Closed Zepyhrus closed 4 years ago

Zepyhrus commented 4 years ago

Hi all, thanks for your excellent work.

When I was trying to browse the validation data, I realized some ground truth are marked reversely, typically shoulders (point 12&13), will this deteriorate model performance?

if this does have effects on the performance, I will consider revising it.

Sample image comes with 024240973.jpg and see my attachment bellow.

BR

__screenshot_24 02 2020

Zepyhrus commented 4 years ago

BTW, not much related to this topic but may help with some successors, I have moved from scipy.misc to opencv, and this DOES deteriorate model performance slightly, around less than 1%.

crockwell commented 4 years ago

Have you checked MPII annotations directly? I believe our files should be consistent with theirs. If this is the case, it is possible some are mislabeled -- human annotators can occasionally make mistakes. Thanks!

It is possible implementation of operations for pre/post-processing are slightly different between scipy and opencv, so probably best to be consistent with what we used for training when testing (I'm guessing this is why you see this dropoff).

Zepyhrus commented 4 years ago

Have you checked MPII annotations directly? I believe our files should be consistent with theirs. If this is the case, it is possible some are mislabeled -- human annotators can occasionally make mistakes. Thanks!

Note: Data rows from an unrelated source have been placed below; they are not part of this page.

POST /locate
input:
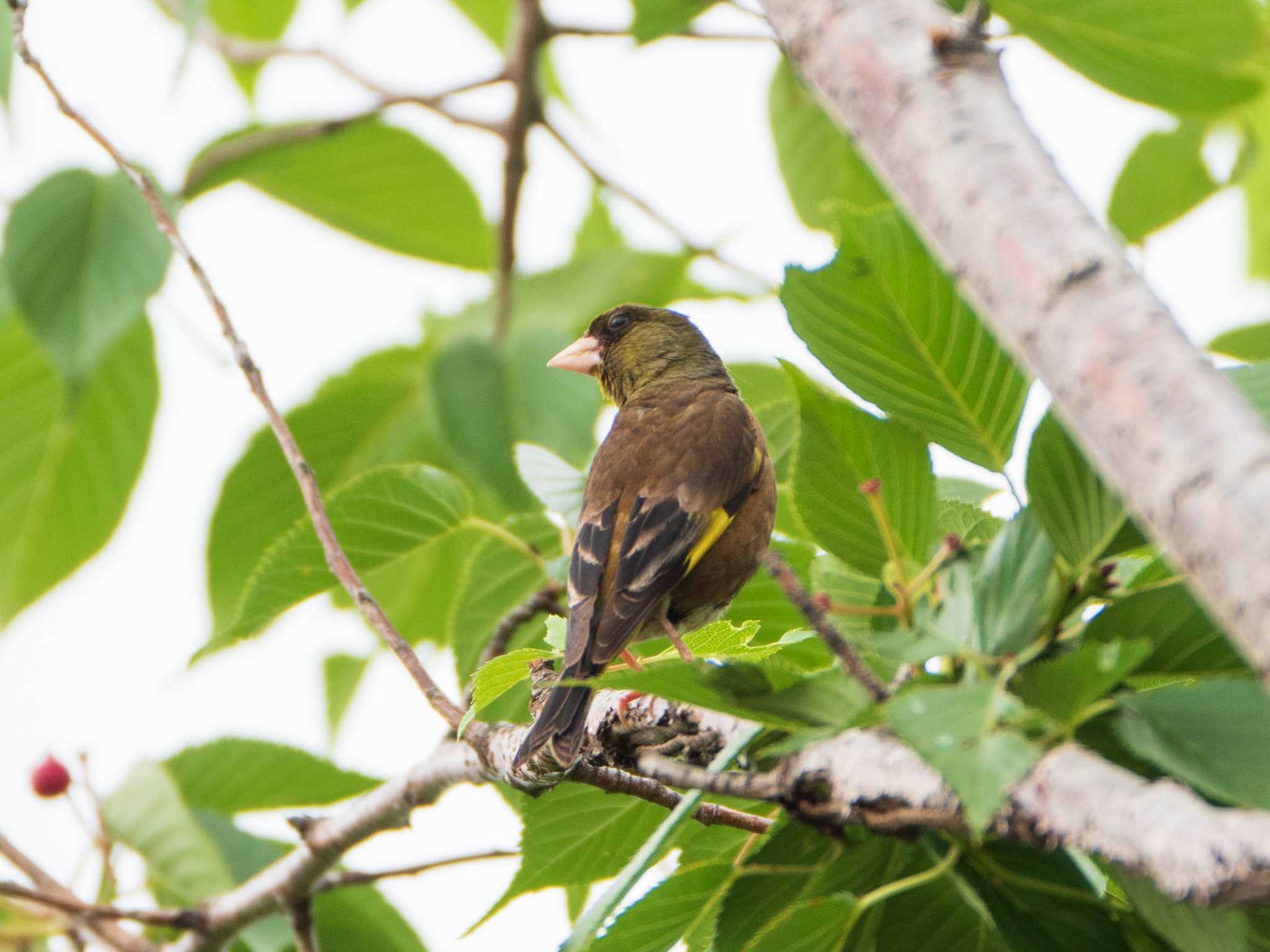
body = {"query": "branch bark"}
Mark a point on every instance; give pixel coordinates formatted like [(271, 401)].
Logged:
[(1185, 451)]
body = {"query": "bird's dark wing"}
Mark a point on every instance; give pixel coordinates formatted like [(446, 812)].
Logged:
[(662, 489)]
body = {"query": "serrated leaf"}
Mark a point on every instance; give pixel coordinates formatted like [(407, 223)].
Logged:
[(668, 910), (415, 202), (83, 256), (1011, 592), (956, 730), (497, 677), (1151, 50), (68, 461), (1162, 179), (657, 18), (1066, 686), (459, 587), (887, 321), (1080, 512), (340, 677), (1183, 636), (1185, 927), (819, 166), (1250, 343), (148, 812), (378, 412), (1210, 734), (234, 775), (379, 517), (840, 447)]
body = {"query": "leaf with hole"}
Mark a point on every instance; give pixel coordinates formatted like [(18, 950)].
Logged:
[(887, 321)]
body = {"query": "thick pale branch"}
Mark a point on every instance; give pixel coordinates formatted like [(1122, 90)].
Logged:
[(338, 563), (1188, 455)]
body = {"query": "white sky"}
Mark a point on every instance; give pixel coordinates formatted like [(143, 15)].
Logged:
[(99, 664)]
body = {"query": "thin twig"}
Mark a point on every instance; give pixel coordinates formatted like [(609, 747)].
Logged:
[(619, 189), (567, 30), (546, 600), (335, 559), (355, 878), (46, 886), (522, 70), (614, 781), (300, 912), (831, 636), (87, 912)]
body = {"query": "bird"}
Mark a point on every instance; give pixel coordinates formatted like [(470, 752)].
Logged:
[(677, 509)]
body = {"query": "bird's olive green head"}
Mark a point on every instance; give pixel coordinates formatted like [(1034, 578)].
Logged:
[(637, 350)]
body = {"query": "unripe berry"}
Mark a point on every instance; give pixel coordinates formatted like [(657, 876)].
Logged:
[(51, 778)]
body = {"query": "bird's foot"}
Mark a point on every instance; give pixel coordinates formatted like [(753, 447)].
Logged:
[(685, 651)]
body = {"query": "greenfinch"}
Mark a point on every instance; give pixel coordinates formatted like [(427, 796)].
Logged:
[(677, 510)]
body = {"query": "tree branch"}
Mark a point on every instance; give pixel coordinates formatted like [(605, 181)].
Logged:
[(335, 559), (522, 70), (1185, 451), (846, 653), (50, 891)]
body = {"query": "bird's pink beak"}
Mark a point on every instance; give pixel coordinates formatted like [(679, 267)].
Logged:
[(580, 356)]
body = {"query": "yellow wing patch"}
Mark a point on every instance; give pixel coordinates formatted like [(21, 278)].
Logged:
[(719, 521)]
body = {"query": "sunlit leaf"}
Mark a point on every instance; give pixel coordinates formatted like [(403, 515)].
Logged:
[(888, 323)]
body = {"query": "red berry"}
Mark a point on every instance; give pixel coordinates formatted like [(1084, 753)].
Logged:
[(50, 780)]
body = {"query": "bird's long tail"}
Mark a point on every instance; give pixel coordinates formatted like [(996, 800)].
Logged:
[(561, 723)]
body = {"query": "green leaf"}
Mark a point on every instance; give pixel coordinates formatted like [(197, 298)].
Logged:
[(340, 677), (1066, 686), (497, 677), (958, 491), (1210, 734), (819, 166), (415, 202), (148, 814), (83, 254), (68, 461), (1151, 50), (1163, 178), (455, 589), (670, 910), (379, 517), (474, 408), (814, 926), (252, 19), (1011, 593), (1250, 343), (840, 447), (493, 18), (1080, 513), (956, 730), (1041, 902), (889, 324), (1186, 927), (1183, 636), (577, 834), (361, 920), (657, 18), (233, 775), (379, 412)]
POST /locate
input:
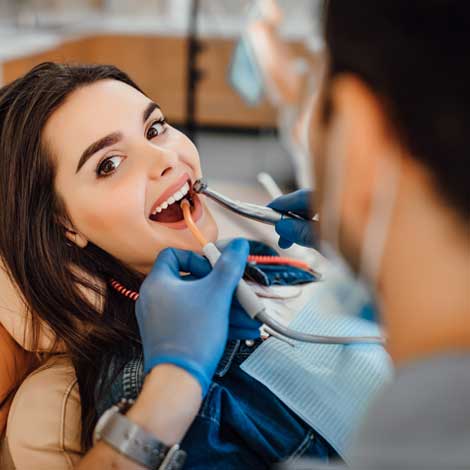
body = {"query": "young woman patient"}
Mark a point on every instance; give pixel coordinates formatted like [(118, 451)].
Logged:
[(89, 174)]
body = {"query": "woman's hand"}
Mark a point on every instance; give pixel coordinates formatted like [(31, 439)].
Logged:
[(186, 322)]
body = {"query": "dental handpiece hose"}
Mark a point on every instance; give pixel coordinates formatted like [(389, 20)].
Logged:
[(254, 306)]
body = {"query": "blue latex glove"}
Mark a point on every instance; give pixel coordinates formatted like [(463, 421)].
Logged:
[(295, 231), (241, 326), (186, 322)]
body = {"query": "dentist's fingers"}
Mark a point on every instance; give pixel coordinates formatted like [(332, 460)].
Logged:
[(292, 231), (298, 202), (172, 261), (230, 266)]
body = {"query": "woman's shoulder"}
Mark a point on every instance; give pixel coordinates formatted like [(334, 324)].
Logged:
[(44, 422)]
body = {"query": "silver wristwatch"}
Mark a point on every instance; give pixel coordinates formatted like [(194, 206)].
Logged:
[(131, 440)]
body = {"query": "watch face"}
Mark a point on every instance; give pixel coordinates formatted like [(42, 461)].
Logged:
[(105, 417)]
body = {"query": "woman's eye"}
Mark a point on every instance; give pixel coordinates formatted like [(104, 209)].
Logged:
[(156, 129), (109, 165)]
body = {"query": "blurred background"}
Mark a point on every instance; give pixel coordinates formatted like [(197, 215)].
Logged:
[(233, 74)]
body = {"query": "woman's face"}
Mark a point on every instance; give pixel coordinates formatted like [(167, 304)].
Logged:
[(119, 167)]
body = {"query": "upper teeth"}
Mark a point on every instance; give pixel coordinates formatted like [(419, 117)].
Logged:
[(173, 198)]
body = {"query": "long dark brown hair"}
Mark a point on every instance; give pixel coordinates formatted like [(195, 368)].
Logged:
[(53, 275)]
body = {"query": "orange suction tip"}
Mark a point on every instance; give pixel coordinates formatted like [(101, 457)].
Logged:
[(197, 234)]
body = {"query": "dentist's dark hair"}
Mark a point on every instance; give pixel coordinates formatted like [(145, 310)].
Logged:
[(415, 56), (54, 276)]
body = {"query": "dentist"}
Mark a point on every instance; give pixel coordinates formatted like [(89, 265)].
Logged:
[(390, 139)]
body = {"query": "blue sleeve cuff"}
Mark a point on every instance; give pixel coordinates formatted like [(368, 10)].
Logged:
[(188, 366)]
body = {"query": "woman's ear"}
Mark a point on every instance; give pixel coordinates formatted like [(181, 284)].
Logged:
[(75, 237)]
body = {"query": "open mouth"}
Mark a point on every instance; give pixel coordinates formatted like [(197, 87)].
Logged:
[(169, 210)]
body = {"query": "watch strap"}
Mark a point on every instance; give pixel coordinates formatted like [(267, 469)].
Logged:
[(139, 445)]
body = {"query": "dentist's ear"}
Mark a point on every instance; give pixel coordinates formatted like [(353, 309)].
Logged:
[(76, 238)]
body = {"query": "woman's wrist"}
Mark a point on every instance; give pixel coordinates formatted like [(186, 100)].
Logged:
[(168, 403)]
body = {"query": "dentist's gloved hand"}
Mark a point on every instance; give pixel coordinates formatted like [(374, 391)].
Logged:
[(295, 231), (186, 322)]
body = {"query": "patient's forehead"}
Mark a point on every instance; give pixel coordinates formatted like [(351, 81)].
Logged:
[(91, 112)]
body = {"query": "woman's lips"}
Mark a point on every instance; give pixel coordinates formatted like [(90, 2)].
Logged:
[(196, 213)]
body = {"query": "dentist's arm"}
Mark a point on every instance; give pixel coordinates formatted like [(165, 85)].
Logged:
[(184, 326), (292, 231)]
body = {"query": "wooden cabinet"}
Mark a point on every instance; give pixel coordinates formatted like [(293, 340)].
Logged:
[(158, 64)]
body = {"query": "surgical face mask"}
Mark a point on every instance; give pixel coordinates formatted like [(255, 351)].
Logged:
[(356, 292)]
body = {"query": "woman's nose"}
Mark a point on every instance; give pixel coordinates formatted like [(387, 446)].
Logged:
[(161, 162)]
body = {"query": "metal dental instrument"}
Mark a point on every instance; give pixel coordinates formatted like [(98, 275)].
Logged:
[(262, 214), (253, 306)]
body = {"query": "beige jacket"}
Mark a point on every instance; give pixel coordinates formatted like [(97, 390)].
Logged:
[(43, 427)]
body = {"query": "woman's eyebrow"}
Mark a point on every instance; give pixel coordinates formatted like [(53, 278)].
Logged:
[(111, 139), (151, 107), (100, 144)]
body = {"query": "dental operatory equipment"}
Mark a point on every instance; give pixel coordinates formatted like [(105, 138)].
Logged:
[(250, 301), (262, 214)]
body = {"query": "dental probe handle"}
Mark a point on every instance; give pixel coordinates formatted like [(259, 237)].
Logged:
[(245, 295), (261, 214)]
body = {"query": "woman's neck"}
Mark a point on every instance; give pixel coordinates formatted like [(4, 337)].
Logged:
[(426, 282)]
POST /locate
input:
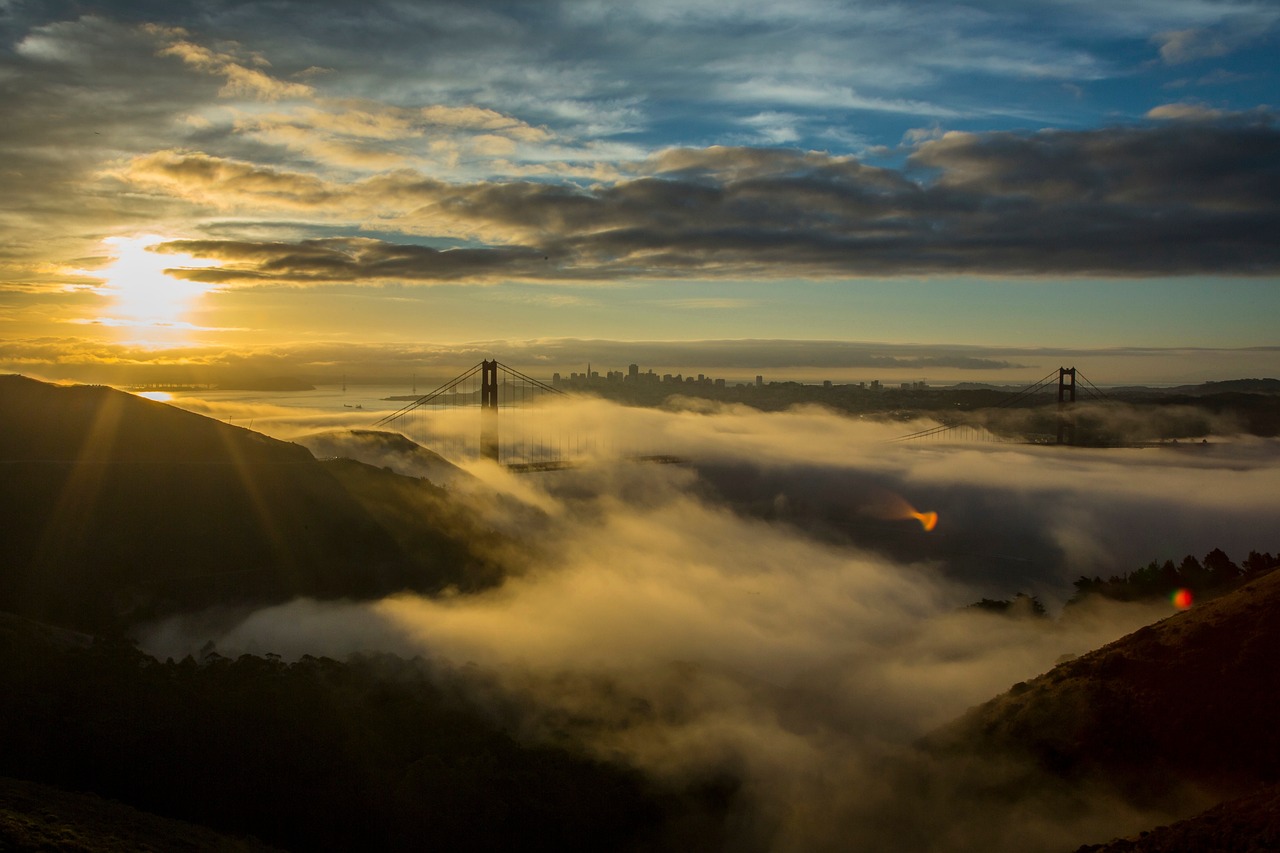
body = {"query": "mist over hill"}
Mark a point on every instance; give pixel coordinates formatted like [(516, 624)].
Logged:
[(745, 652), (120, 509)]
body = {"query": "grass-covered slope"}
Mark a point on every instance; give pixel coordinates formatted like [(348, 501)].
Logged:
[(376, 753), (115, 509)]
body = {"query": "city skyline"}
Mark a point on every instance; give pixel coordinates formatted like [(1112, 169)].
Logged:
[(965, 192)]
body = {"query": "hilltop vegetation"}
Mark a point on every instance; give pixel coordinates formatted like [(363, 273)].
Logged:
[(375, 753), (120, 509)]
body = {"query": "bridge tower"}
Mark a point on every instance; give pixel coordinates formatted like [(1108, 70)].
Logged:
[(1065, 397), (489, 446)]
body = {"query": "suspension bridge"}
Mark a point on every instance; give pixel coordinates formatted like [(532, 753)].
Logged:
[(519, 430), (978, 425), (515, 429)]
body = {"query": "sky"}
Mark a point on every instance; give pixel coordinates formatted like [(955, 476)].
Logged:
[(978, 191), (773, 611)]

It is possible implementation of operations for pre/post-processing are slightly different between scipy and opencv, so probably best to be consistent with what we used for training when testing (I'm guessing this is why you see this dropoff).

Sorry, I didn't check the MPII annotations directly, only from the .h5 file provided in this project. From my investigation, there are around 7~10% people are mislabeled (only checked the train.h5 file), will this lead to a miscalculated loss from the output? Cause this is pretty much.

crockwell commented 4 years ago

That is unfortunate. Though, datasets are human annotated and thus can contain mistakes, so it is certainly possible there are some "flips" in MPII. If you think this is specific to our h5 file I would be curious to hear! It might be worth checking MPII repo to see if this is a known issue, I have noticed some mistakes while running our code, though 7-10% might sound a high to me.